Литмир - Электронная Библиотека
Содержание  
A
A

– Каковы его отношения с канцлером?

– Резидент уверяет, что они сложились задолго до фавора Шувалова и носили дружеский характер.

– Ах да, припоминаю, та история с письмом старшего брата канцлера. Значит, за прошедшие годы перемен не произошло?

– Разве в сторону подчеркнутой почтительности и предупредительности канцлера. В Петербурге ходят слухи, что Бестужев поддержал Елизавету в ее желании расстаться со старым фаворитом, если не посоветовал остановить свой выбор именно на Шувалове.

– А позиция наследника?

– Наследник ненавидит канцлера из-за его антипатии к Пруссии, но отношения с Шуваловым у него пока вполне дружественные.

– Великий князь совершенно неспособен к дипломатии.

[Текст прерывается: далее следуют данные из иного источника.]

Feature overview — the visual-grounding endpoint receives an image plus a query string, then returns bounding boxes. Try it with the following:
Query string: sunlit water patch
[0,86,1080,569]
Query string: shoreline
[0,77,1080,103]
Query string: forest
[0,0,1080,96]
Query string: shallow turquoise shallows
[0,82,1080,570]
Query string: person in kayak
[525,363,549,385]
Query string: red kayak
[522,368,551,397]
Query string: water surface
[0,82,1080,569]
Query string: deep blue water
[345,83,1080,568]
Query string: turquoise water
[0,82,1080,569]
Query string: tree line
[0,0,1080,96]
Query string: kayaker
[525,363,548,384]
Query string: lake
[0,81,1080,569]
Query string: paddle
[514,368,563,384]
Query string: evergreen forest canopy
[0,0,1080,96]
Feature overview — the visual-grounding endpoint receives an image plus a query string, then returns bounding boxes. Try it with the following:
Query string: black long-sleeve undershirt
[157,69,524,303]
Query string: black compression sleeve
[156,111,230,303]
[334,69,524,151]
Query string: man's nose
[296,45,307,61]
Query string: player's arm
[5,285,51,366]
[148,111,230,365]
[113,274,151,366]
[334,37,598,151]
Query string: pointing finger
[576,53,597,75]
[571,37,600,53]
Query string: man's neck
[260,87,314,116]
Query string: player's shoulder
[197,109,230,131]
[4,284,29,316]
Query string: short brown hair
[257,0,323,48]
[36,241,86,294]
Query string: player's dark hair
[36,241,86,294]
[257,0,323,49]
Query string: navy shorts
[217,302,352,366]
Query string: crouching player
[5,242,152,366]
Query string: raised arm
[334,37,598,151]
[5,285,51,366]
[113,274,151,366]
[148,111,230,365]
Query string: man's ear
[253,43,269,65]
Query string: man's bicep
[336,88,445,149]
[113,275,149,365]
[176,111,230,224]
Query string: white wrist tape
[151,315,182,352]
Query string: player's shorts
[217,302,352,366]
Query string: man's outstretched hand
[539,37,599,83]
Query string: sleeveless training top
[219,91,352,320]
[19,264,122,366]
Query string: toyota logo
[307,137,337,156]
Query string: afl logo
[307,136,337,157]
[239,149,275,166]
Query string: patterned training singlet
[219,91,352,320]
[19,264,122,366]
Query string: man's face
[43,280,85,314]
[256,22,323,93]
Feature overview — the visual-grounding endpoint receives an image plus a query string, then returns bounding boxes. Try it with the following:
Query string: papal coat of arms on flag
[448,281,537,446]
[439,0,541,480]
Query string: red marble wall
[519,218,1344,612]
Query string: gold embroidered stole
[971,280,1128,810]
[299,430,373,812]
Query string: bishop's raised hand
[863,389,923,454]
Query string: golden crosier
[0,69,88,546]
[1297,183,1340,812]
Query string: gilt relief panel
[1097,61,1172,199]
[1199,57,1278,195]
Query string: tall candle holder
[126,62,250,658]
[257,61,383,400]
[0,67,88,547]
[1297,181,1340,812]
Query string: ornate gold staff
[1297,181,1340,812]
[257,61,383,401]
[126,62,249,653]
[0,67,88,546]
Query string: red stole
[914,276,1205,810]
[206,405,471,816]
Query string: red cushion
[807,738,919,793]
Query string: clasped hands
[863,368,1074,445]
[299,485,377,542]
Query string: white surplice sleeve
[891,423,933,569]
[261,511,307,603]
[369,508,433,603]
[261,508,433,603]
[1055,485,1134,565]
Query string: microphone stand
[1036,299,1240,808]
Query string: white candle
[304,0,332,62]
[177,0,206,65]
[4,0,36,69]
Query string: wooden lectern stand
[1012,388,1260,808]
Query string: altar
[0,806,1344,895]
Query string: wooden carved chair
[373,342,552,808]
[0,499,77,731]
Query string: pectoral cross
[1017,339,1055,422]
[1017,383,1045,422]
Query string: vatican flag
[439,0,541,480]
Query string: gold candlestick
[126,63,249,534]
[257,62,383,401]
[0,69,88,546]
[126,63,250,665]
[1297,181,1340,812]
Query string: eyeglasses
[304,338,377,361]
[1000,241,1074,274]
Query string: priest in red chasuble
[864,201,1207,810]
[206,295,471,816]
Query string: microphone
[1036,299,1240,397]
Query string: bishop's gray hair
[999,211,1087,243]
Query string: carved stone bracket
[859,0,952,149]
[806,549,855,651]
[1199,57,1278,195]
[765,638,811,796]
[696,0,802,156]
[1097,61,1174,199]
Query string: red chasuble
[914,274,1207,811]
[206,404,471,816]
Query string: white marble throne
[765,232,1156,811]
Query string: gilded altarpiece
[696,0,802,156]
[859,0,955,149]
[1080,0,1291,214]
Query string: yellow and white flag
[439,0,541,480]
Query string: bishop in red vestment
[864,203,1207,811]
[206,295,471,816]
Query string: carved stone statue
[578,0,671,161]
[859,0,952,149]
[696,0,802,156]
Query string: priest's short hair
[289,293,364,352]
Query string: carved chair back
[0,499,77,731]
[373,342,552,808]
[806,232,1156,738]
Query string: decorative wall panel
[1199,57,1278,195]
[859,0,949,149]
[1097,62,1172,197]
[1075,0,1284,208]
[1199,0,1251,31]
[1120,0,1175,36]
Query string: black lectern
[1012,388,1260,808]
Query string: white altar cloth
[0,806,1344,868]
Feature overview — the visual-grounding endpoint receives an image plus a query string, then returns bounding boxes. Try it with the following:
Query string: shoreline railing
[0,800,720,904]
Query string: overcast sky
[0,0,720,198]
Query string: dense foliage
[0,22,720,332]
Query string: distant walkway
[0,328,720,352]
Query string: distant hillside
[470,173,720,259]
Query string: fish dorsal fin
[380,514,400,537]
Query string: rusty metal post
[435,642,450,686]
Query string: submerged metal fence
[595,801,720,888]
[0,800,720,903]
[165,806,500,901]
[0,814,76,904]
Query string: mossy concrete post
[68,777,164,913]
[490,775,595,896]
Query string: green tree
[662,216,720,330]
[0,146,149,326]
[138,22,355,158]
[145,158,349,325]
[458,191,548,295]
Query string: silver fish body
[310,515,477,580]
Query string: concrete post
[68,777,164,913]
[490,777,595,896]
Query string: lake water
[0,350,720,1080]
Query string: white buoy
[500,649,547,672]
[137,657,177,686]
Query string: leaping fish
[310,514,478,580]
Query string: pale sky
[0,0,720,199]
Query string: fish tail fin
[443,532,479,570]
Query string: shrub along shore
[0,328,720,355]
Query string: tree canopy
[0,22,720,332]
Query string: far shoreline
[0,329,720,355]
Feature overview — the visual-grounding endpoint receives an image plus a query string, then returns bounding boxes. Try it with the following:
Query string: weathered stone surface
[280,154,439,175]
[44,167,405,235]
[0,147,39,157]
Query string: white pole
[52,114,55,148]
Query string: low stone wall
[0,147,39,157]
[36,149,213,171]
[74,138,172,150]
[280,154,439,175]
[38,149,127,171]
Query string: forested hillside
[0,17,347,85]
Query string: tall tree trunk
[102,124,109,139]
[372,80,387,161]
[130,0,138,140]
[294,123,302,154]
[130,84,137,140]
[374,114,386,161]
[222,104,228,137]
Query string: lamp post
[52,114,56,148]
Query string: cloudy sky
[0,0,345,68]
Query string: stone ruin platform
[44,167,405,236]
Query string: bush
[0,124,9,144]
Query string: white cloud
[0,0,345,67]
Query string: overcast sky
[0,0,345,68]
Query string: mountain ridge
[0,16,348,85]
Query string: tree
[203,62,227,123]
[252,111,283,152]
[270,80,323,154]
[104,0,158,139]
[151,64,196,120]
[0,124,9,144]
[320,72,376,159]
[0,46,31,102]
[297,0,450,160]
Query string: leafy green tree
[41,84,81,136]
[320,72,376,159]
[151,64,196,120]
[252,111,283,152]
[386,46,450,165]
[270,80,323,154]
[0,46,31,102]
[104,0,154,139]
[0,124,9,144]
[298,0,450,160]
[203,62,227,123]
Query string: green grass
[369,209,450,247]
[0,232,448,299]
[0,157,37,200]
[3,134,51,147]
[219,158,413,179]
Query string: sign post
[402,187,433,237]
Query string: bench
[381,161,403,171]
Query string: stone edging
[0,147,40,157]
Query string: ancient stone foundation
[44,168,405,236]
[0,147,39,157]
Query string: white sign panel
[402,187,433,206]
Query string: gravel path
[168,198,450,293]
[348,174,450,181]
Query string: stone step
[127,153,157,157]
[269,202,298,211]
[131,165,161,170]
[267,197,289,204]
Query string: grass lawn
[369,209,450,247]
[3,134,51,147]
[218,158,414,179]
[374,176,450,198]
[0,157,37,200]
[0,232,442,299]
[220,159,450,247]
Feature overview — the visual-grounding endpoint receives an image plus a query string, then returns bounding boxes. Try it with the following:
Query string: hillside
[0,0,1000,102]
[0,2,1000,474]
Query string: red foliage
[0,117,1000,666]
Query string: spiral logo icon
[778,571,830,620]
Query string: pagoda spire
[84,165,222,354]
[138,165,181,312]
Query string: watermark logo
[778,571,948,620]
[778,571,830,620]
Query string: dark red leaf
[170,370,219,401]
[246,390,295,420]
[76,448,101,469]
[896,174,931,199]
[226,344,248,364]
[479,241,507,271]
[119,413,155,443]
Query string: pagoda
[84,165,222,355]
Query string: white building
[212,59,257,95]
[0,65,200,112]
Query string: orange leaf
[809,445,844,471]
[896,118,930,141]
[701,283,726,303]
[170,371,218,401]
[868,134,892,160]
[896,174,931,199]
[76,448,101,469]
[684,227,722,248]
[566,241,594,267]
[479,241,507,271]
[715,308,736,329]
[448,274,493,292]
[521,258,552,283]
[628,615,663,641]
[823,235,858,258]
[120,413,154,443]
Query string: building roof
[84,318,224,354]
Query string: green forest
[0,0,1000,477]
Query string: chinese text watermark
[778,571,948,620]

– Он и не делает никаких шагов к установлению добрых отношений с Шуваловым. Это фаворит своей неизменной почтительностью сумел вызвать его расположение. Как ни странно, Шувалов очаровал даже маленького великого князя Павла Петровича, который с ним считается больше, чем с собственными родителями, и находится в деятельной переписке.

– Вы хотите сказать, мудрый шаг императрицы, удовлетворивший сразу всю семью.

– Нет, милорд, мы забыли о великой княгине.

– Но какое ей дело до Шувалова, а главное – ее собственное положение слишком шатко, чтобы конфликтовать с фаворитом.

– Екатерина не конфликтует, она просто не любит Шувалова и не старается особенно тщательно это скрывать.

– Здесь возможен иной ключ решения загадки. Великая княгиня, как указывает наш резидент, стала последнее время обращать внимание на отношение к ней придворных кавалеров, достаточно откровенно флиртовать, и сдержанность Шувалова не может ее не раздражать.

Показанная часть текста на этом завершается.